Telnic’s proposal to modify the data displayed to the world of its registrants, especially individuals, takes into account the legal requirements of the UK Data Protection Act of 1998 and the EU Privacy Directive.  These laws of a country and a continent provide rights to individuals which allow them to control the distribution of their personal data.  Individuals cannot have their address, phone, fax and email published without their express consent. 

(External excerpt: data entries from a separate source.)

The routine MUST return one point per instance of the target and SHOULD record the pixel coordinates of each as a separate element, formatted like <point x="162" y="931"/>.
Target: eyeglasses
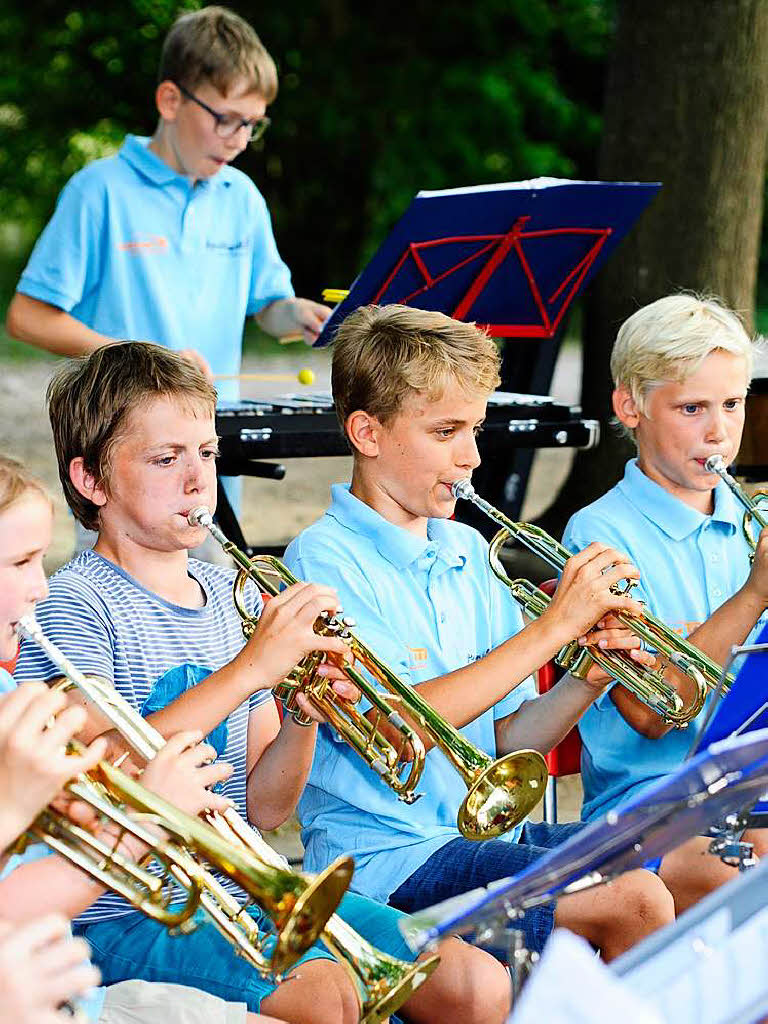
<point x="228" y="125"/>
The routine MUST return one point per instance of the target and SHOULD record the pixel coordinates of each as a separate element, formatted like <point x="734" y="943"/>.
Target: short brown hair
<point x="218" y="46"/>
<point x="89" y="401"/>
<point x="383" y="353"/>
<point x="15" y="481"/>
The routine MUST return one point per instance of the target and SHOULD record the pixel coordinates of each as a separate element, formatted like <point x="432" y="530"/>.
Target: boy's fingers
<point x="624" y="603"/>
<point x="89" y="759"/>
<point x="211" y="774"/>
<point x="217" y="802"/>
<point x="39" y="713"/>
<point x="644" y="657"/>
<point x="331" y="645"/>
<point x="347" y="690"/>
<point x="331" y="671"/>
<point x="66" y="725"/>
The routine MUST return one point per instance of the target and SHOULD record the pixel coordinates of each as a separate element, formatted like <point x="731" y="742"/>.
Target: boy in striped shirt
<point x="135" y="440"/>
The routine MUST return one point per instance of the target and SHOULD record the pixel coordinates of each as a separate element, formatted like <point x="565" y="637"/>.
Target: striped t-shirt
<point x="111" y="626"/>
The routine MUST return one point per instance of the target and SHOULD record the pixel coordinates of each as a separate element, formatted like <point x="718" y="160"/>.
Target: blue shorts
<point x="462" y="865"/>
<point x="134" y="946"/>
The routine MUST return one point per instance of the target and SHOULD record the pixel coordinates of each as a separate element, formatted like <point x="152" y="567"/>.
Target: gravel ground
<point x="274" y="511"/>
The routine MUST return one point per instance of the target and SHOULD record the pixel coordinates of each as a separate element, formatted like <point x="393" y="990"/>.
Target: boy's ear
<point x="363" y="431"/>
<point x="625" y="408"/>
<point x="85" y="483"/>
<point x="168" y="99"/>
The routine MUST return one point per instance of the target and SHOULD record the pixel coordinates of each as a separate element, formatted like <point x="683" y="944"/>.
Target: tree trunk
<point x="686" y="104"/>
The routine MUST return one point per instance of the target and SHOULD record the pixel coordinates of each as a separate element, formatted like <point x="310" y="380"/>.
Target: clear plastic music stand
<point x="729" y="775"/>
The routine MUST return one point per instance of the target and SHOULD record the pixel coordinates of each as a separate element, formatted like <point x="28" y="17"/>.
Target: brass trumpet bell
<point x="501" y="798"/>
<point x="298" y="904"/>
<point x="383" y="982"/>
<point x="503" y="795"/>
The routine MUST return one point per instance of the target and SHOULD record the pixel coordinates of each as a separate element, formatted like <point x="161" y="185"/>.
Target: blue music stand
<point x="742" y="710"/>
<point x="512" y="257"/>
<point x="731" y="774"/>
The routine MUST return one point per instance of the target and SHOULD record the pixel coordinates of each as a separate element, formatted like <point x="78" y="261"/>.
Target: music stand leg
<point x="730" y="848"/>
<point x="550" y="802"/>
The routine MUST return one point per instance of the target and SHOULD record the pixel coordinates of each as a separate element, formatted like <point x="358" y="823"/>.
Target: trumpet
<point x="155" y="893"/>
<point x="298" y="905"/>
<point x="647" y="685"/>
<point x="754" y="513"/>
<point x="500" y="794"/>
<point x="383" y="983"/>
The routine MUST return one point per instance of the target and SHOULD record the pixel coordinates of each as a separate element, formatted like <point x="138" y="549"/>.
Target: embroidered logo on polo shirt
<point x="144" y="243"/>
<point x="418" y="656"/>
<point x="228" y="247"/>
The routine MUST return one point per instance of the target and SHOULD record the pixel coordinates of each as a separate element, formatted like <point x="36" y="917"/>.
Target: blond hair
<point x="669" y="340"/>
<point x="218" y="46"/>
<point x="383" y="353"/>
<point x="15" y="481"/>
<point x="89" y="401"/>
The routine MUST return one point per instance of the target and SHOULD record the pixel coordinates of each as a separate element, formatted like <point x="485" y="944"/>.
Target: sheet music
<point x="571" y="986"/>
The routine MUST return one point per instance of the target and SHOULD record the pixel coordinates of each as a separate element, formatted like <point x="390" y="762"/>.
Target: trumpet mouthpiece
<point x="28" y="627"/>
<point x="463" y="488"/>
<point x="201" y="516"/>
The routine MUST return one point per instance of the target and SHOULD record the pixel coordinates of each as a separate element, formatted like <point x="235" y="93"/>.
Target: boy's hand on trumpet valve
<point x="585" y="592"/>
<point x="35" y="728"/>
<point x="609" y="634"/>
<point x="285" y="633"/>
<point x="183" y="772"/>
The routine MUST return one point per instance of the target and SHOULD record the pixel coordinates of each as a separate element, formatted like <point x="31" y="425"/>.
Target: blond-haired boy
<point x="681" y="368"/>
<point x="135" y="439"/>
<point x="411" y="389"/>
<point x="165" y="241"/>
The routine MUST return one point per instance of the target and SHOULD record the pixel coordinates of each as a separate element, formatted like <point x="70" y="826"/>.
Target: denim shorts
<point x="135" y="946"/>
<point x="462" y="865"/>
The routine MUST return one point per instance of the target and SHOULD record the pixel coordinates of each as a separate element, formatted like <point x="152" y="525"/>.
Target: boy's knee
<point x="644" y="900"/>
<point x="473" y="988"/>
<point x="317" y="992"/>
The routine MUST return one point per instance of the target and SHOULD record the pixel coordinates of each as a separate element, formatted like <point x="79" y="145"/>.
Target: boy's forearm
<point x="279" y="777"/>
<point x="276" y="318"/>
<point x="541" y="724"/>
<point x="731" y="624"/>
<point x="43" y="886"/>
<point x="47" y="327"/>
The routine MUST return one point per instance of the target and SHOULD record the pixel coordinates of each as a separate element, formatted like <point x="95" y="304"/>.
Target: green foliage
<point x="377" y="100"/>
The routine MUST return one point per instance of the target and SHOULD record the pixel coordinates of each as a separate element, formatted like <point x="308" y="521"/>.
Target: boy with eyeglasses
<point x="165" y="241"/>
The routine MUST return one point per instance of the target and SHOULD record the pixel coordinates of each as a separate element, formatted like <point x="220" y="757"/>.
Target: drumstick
<point x="305" y="376"/>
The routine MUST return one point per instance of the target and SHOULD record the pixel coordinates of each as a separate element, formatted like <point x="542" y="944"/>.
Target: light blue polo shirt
<point x="689" y="564"/>
<point x="426" y="607"/>
<point x="136" y="252"/>
<point x="92" y="1003"/>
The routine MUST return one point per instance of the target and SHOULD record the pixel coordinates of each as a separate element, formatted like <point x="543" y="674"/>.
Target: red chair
<point x="565" y="759"/>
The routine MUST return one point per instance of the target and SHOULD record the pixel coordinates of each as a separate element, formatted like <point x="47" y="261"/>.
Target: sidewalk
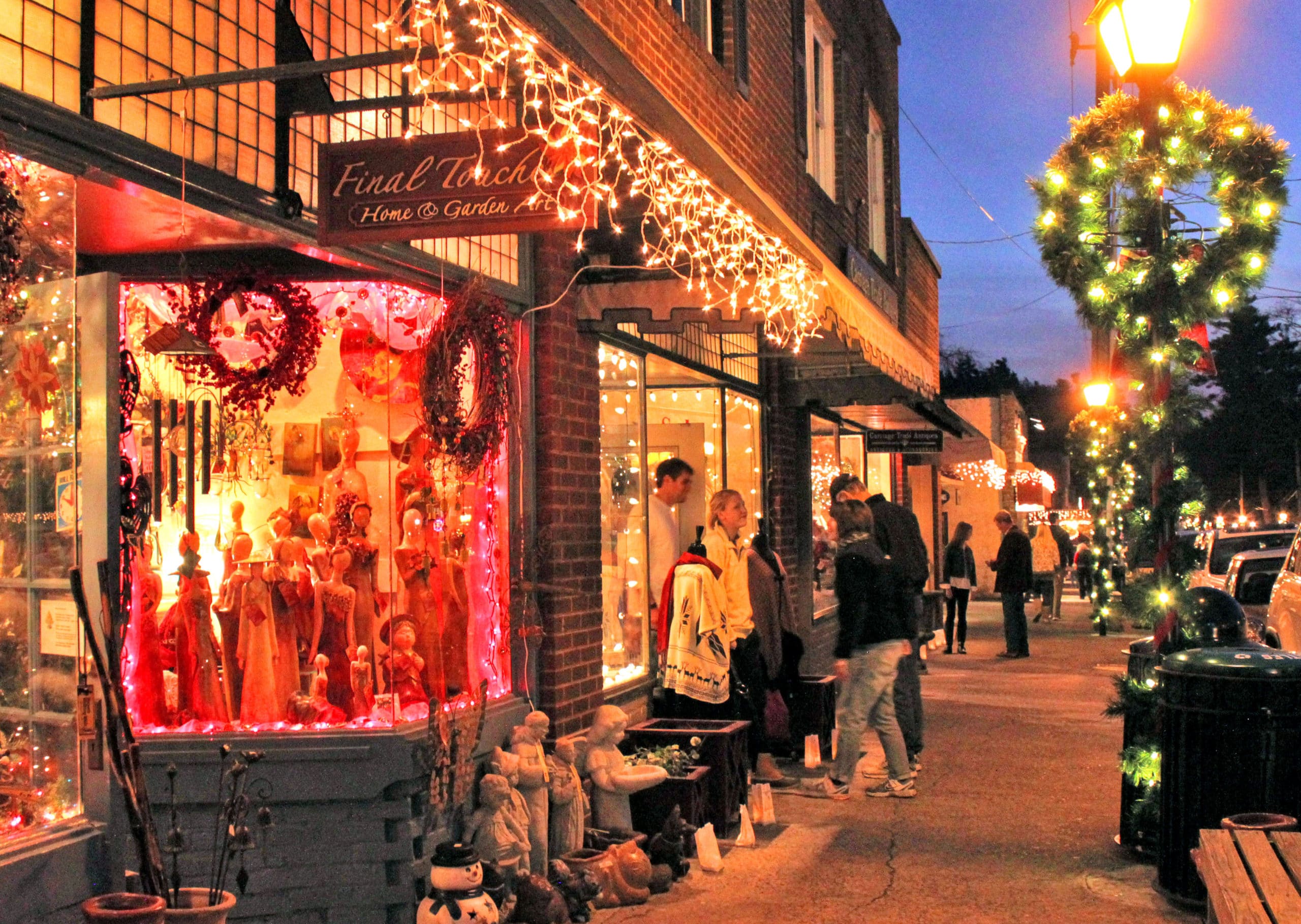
<point x="1018" y="807"/>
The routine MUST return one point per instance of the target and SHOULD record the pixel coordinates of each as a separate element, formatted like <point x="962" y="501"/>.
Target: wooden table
<point x="1251" y="876"/>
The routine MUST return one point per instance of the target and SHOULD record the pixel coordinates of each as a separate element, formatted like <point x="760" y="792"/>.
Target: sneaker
<point x="893" y="789"/>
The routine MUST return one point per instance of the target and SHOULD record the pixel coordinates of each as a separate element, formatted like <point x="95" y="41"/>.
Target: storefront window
<point x="322" y="526"/>
<point x="40" y="513"/>
<point x="624" y="534"/>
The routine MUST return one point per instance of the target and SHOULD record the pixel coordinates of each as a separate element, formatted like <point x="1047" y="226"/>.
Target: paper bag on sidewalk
<point x="812" y="751"/>
<point x="707" y="850"/>
<point x="747" y="830"/>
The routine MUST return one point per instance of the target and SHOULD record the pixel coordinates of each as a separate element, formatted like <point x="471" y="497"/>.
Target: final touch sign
<point x="439" y="185"/>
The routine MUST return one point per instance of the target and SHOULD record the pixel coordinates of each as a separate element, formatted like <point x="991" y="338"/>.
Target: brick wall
<point x="568" y="499"/>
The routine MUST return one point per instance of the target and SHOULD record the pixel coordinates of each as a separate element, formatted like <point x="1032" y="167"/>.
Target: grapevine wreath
<point x="291" y="336"/>
<point x="474" y="321"/>
<point x="1206" y="152"/>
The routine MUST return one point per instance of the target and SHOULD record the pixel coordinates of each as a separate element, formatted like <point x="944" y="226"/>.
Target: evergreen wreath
<point x="291" y="345"/>
<point x="475" y="321"/>
<point x="1200" y="271"/>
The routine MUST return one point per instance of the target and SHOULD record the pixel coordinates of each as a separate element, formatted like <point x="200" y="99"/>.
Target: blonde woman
<point x="726" y="549"/>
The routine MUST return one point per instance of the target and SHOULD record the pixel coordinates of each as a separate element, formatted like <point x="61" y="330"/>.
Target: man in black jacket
<point x="1015" y="576"/>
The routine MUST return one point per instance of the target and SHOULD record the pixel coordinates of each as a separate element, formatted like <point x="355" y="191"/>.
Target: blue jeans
<point x="868" y="699"/>
<point x="1015" y="630"/>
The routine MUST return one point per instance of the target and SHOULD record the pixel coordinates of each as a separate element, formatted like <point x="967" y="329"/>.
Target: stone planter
<point x="690" y="793"/>
<point x="124" y="907"/>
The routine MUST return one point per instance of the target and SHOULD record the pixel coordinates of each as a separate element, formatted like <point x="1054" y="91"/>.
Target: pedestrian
<point x="1083" y="567"/>
<point x="1014" y="578"/>
<point x="726" y="549"/>
<point x="874" y="637"/>
<point x="1046" y="559"/>
<point x="959" y="577"/>
<point x="1066" y="556"/>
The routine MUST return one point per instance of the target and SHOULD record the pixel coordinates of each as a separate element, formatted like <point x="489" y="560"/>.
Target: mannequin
<point x="414" y="565"/>
<point x="347" y="477"/>
<point x="535" y="780"/>
<point x="319" y="526"/>
<point x="228" y="614"/>
<point x="292" y="607"/>
<point x="333" y="632"/>
<point x="259" y="653"/>
<point x="143" y="668"/>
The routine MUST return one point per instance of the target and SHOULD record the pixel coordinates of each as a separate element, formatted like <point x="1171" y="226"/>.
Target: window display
<point x="324" y="549"/>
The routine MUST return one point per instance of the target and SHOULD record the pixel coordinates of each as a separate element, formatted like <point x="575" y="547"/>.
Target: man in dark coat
<point x="1014" y="577"/>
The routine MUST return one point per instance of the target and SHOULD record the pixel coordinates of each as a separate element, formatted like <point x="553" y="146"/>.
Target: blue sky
<point x="989" y="84"/>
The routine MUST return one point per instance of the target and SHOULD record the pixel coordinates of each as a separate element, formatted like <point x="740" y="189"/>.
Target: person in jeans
<point x="875" y="635"/>
<point x="1015" y="576"/>
<point x="959" y="577"/>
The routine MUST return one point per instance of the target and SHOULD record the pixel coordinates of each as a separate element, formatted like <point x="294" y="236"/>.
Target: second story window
<point x="820" y="81"/>
<point x="876" y="184"/>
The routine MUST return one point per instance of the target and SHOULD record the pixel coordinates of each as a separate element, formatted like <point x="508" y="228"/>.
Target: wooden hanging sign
<point x="435" y="185"/>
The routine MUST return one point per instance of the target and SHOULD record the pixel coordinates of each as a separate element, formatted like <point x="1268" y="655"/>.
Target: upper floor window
<point x="820" y="82"/>
<point x="876" y="182"/>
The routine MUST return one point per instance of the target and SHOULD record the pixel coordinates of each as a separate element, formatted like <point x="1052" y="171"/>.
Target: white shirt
<point x="665" y="544"/>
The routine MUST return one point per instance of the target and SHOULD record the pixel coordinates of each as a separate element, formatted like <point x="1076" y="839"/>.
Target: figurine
<point x="578" y="888"/>
<point x="535" y="777"/>
<point x="413" y="565"/>
<point x="319" y="526"/>
<point x="456" y="889"/>
<point x="228" y="614"/>
<point x="612" y="779"/>
<point x="362" y="576"/>
<point x="507" y="764"/>
<point x="345" y="478"/>
<point x="669" y="848"/>
<point x="333" y="633"/>
<point x="493" y="829"/>
<point x="405" y="668"/>
<point x="363" y="683"/>
<point x="258" y="653"/>
<point x="569" y="802"/>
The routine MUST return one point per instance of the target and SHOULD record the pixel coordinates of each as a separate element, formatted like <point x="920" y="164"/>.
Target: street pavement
<point x="1018" y="809"/>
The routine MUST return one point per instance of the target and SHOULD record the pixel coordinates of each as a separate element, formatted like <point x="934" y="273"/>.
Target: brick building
<point x="789" y="108"/>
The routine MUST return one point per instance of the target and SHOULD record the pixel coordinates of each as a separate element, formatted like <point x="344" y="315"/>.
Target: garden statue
<point x="569" y="802"/>
<point x="612" y="779"/>
<point x="456" y="889"/>
<point x="535" y="779"/>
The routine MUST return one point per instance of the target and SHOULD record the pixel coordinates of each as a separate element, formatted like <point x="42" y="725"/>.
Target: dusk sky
<point x="989" y="84"/>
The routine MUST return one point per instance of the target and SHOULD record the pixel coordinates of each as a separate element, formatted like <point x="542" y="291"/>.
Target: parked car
<point x="1251" y="579"/>
<point x="1223" y="544"/>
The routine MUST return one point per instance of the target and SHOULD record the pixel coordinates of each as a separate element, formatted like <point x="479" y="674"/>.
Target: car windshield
<point x="1227" y="547"/>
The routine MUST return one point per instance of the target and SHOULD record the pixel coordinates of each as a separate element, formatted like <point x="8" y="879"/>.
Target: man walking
<point x="1014" y="577"/>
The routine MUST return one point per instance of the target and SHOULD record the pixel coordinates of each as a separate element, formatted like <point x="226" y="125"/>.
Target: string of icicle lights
<point x="595" y="150"/>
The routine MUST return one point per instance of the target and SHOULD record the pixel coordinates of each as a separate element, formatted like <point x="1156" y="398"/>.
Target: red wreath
<point x="289" y="344"/>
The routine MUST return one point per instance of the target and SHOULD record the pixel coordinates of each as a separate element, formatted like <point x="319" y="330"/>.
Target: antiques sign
<point x="435" y="185"/>
<point x="905" y="442"/>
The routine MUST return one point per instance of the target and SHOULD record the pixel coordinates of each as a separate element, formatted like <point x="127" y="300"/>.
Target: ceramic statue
<point x="535" y="784"/>
<point x="612" y="779"/>
<point x="456" y="889"/>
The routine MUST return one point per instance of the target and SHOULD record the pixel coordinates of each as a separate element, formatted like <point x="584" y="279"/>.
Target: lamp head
<point x="1144" y="38"/>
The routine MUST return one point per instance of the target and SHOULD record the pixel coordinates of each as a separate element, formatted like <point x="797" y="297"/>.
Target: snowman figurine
<point x="456" y="889"/>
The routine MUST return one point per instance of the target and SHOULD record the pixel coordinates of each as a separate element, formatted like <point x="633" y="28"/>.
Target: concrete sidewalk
<point x="1018" y="807"/>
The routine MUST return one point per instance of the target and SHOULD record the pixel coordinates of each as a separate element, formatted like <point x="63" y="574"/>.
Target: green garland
<point x="1202" y="272"/>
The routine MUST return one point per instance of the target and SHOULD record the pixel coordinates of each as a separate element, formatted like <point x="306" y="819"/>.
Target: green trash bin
<point x="1230" y="742"/>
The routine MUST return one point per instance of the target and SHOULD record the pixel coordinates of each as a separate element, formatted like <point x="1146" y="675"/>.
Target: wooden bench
<point x="1251" y="878"/>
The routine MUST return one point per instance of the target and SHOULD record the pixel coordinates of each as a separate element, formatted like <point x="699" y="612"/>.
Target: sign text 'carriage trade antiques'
<point x="436" y="185"/>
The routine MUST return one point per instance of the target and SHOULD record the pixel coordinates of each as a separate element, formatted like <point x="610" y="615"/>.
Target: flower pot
<point x="124" y="907"/>
<point x="193" y="907"/>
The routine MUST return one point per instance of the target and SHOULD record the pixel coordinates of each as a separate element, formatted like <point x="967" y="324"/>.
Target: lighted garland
<point x="469" y="437"/>
<point x="291" y="339"/>
<point x="1196" y="272"/>
<point x="598" y="149"/>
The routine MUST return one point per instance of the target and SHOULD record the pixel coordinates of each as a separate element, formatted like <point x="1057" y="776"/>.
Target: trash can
<point x="1230" y="742"/>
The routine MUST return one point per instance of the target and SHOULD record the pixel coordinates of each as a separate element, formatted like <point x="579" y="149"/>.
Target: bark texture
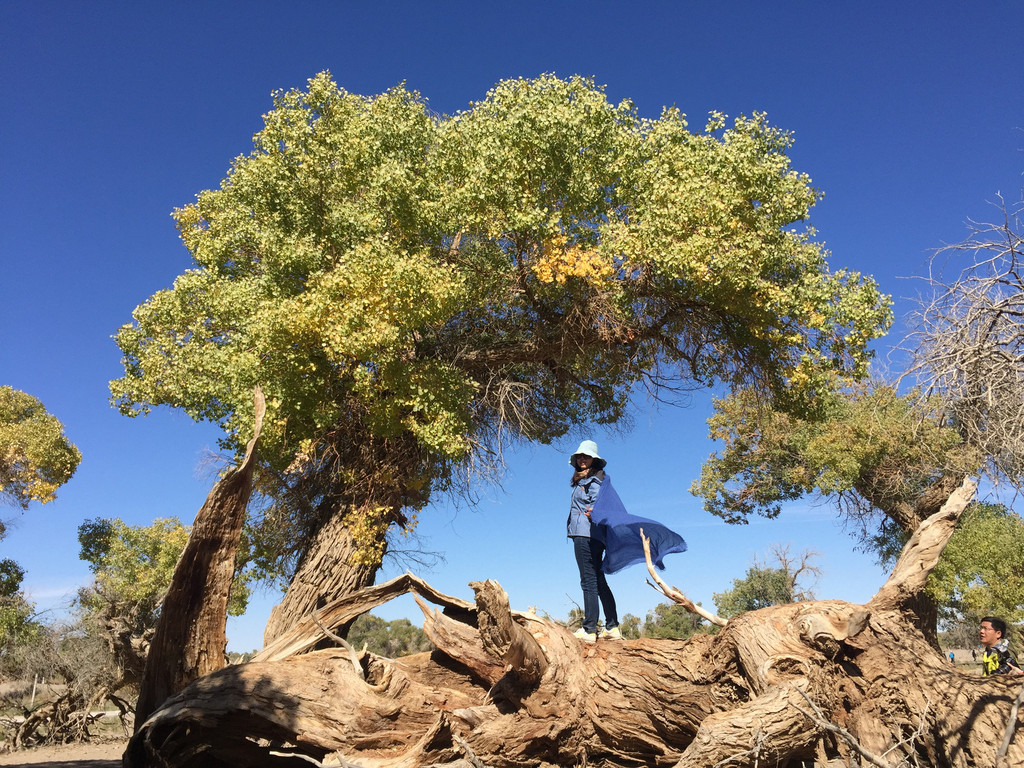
<point x="819" y="682"/>
<point x="189" y="639"/>
<point x="328" y="571"/>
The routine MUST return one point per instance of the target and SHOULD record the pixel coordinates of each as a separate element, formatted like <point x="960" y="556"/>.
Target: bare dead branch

Telnic has handled this matter properly.  It has consulted with the UK Information Commissioner's office which oversees and enforces data protection laws in the UK.  Its proposal follows the example of Nominet, the UK country code, which has a Whois policy that allows .UK registrants to protect their personal data.  It also follows the example of the Global Name Registry, incorporated in the UK and the first sponsored gTLD to seek to modify the gTLD Whois requirements to better protection personal data under law.

It is a completely unacceptable to ask a registry to violate civil and criminal laws as a condition of operating in the ICANN community.  It is a Catch-22 the Whois Working Groups and even the GAC have expressed concern over many times. Telnic wisely chose the proactive approach – to seek compliance with both ICANN contractual requirements and the UK and EU laws. It is an important request.

The NCUC strongly supports the grant of Telnic’s request as consistent with good business practices,  fostering corporate compliance with national law, and making clear that “gTLD Whois services must comply with applicable national laws and regulations” [GAC communique of Whois

We ask that ICANN adopt the Telnic proposal with alacrity.